Speaker
Description
Timing Resolution of SiPM technologies before and after neutron irradiation
S. Kumar1, L. Niraula1, M. Herzkamp1, D. Arutinov1, S. van Waasen1,2
1 Central Institute of Engineering, Electronics and Analytics ZEA-2 – Electronic Systems,
Forschungszentrum Jülich GmbH, 52425 Jülich, Germany
2 Faculty of Engineering, Communication Systems (NTS), University of Duisburg-Essen,
47057 Duisburg, Germany
E-mail: s.kumar@fz-juelich.de
ABSTRACT
In recent years, silicon photomultiplier (SiPM) technology is getting attention from various applications due to its low cost, immunity to magnetic field, compactness and ruggedness. However, its applicability in experiments with harsh radiation environments is still limited due to lack of corresponding radiation damage studies. A typical 10-year lifetime operation in a typical Small Angle Neutron Scattering experiment [1] with an acceptable PDE degradation [2] has already been reported, and in this study, the timing resolutions of SiPMs before and after exposure with cold neutrons (5 Å) were compared. For this purpose, two analog SiPMs, developed by SensL and Hamamatsu, and a digital SiPM manufactured by Philips Digital Photon Counting were irradiated up to a dose of 6E12n/cm2 at the KWS-1 instrument of the Heinz Maier-Leibnitz Zentrum (MLZ) in Garching.
The used measurement system consists of a 403 nm Laser with a pulse width of 45 ps FWHM, and an oscilloscope (40 GS/s, 14 GHz) for data acquisition.

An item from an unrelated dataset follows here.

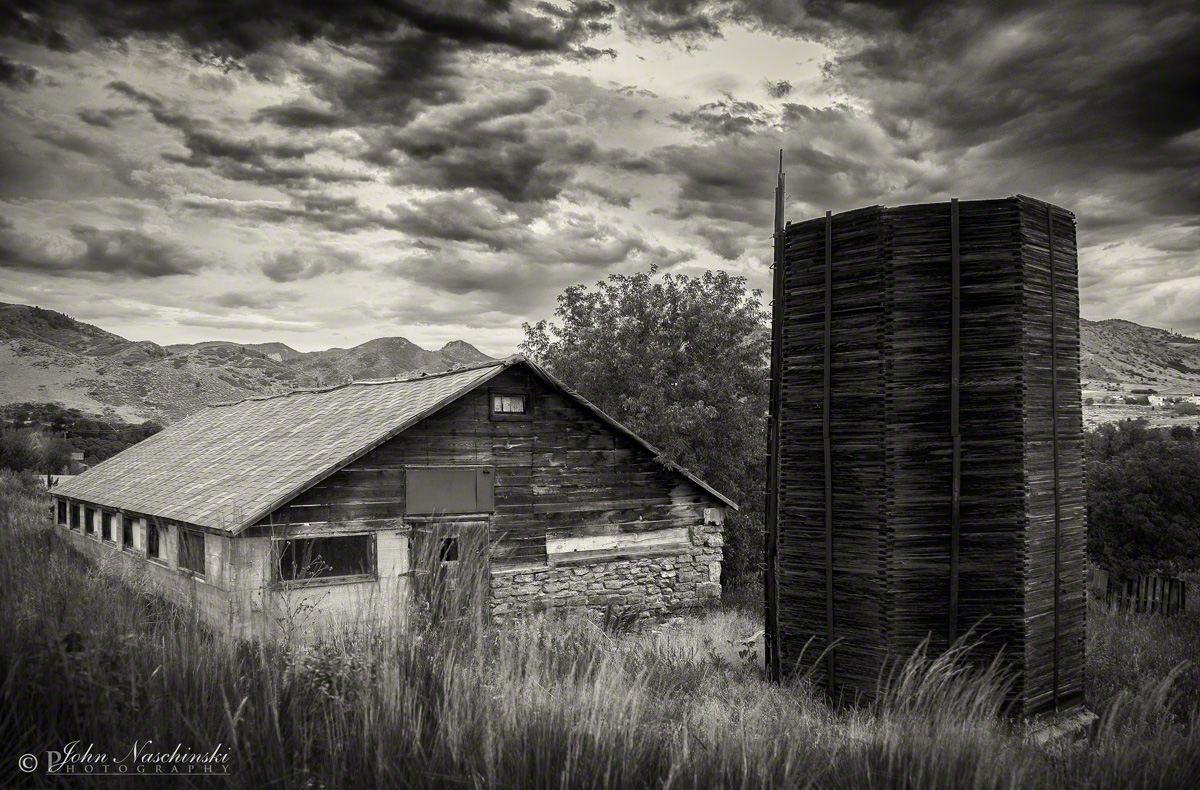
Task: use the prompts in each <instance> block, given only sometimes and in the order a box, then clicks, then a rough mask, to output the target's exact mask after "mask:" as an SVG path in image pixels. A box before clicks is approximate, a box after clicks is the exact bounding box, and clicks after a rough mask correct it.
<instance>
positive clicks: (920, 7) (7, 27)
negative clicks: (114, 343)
mask: <svg viewBox="0 0 1200 790" xmlns="http://www.w3.org/2000/svg"><path fill="white" fill-rule="evenodd" d="M206 8H208V10H206ZM1198 42H1200V12H1198V11H1196V7H1195V6H1194V5H1193V4H1186V2H1176V4H1154V2H1142V4H1124V2H1114V4H1097V2H1085V1H1082V0H1076V1H1075V2H1049V1H1048V2H1020V1H1018V2H1008V4H970V2H966V4H964V2H946V4H936V2H934V4H930V2H920V4H917V2H913V4H907V5H906V4H904V2H900V4H895V2H857V4H848V5H840V4H830V2H820V4H816V2H814V4H808V5H804V4H796V2H782V1H779V0H760V1H755V2H691V1H689V0H646V1H638V2H629V4H620V2H607V1H605V0H592V1H576V2H566V1H563V0H556V1H553V2H523V4H522V2H509V1H506V0H494V1H488V0H484V1H478V2H445V1H442V0H438V1H434V0H392V1H389V2H379V4H361V2H354V4H347V2H336V4H335V2H329V4H324V2H319V1H317V2H313V1H311V0H305V1H301V0H256V1H254V2H248V1H245V0H236V1H233V2H221V4H211V5H206V4H196V2H190V1H188V2H184V1H167V2H162V1H154V2H151V1H150V0H145V1H144V2H131V1H127V0H108V1H107V2H106V1H104V0H91V1H89V2H79V4H72V2H54V1H53V0H52V1H46V0H40V1H38V2H25V4H23V2H17V4H16V5H7V6H5V8H2V10H0V300H5V301H22V303H29V304H40V305H43V306H48V307H54V309H58V310H62V311H66V312H70V313H72V315H74V316H77V317H79V318H83V319H88V321H94V322H97V323H100V324H101V325H103V327H104V328H107V329H110V330H114V331H119V333H122V334H125V335H127V336H131V337H133V339H150V340H157V341H192V340H202V339H212V337H223V339H240V340H246V341H262V340H282V341H284V342H289V343H292V345H294V346H296V347H299V348H302V349H312V348H323V347H328V346H332V345H341V346H344V345H348V343H356V342H361V341H364V340H367V339H370V337H373V336H379V335H404V336H407V337H409V339H412V340H414V341H416V342H419V343H422V345H426V346H437V345H440V343H443V342H445V341H448V340H452V339H457V337H462V339H466V340H469V341H472V342H475V343H476V345H478V346H480V347H481V348H482V349H484V351H487V352H490V353H493V354H504V353H510V352H511V351H512V349H514V347H515V345H516V342H517V341H518V340H520V336H521V331H520V325H521V322H522V321H526V319H538V318H541V317H546V316H548V313H550V311H551V310H552V307H553V297H554V295H556V294H557V293H558V292H560V291H562V289H563V288H564V287H566V286H569V285H572V283H576V282H593V281H595V280H598V279H600V277H602V276H605V275H606V274H608V273H613V271H626V273H628V271H635V270H644V269H646V268H647V267H649V265H650V264H656V265H659V267H660V268H661V269H671V270H682V271H695V270H697V269H703V268H722V269H728V270H732V271H736V273H739V274H745V275H748V276H749V277H750V280H751V282H752V283H754V285H756V286H760V287H766V286H767V282H768V271H767V268H766V262H767V259H768V257H769V233H770V222H772V217H770V211H772V186H773V180H774V179H773V172H774V162H775V156H776V150H778V149H780V148H782V149H785V150H786V168H787V174H788V216H790V219H793V220H799V219H805V217H809V216H812V215H816V214H821V213H823V211H824V210H826V209H833V210H842V209H850V208H854V207H858V205H865V204H871V203H892V204H895V203H904V202H914V201H930V199H944V198H948V197H952V196H958V197H962V198H976V197H996V196H1004V194H1010V193H1014V192H1025V193H1027V194H1032V196H1034V197H1040V198H1044V199H1048V201H1052V202H1055V203H1060V204H1062V205H1066V207H1068V208H1069V209H1072V210H1074V211H1075V213H1076V215H1078V217H1079V223H1080V241H1081V250H1080V258H1081V261H1080V262H1081V273H1082V285H1084V312H1085V316H1087V317H1091V318H1106V317H1123V318H1130V319H1133V321H1139V322H1142V323H1148V324H1153V325H1160V327H1168V328H1174V329H1176V330H1178V331H1187V333H1200V310H1198V305H1200V258H1198V250H1200V101H1198V98H1196V97H1198V96H1200V44H1198Z"/></svg>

During the characterization campaign, a time resolutions has been measured using ~500 photon pulses impinging on the SiPMs, which were kept under constant temperature of 21 °C. The first result of SensL SiPM show no significant difference in jitter values before and after irradiation up to a dose of 1.9E12 n/cm2. The performed tests provide an insight into feasibility of implementing SiPM based fast and efficient scintillation light detectors for applications such as neutron time-of-flight scattering experiments.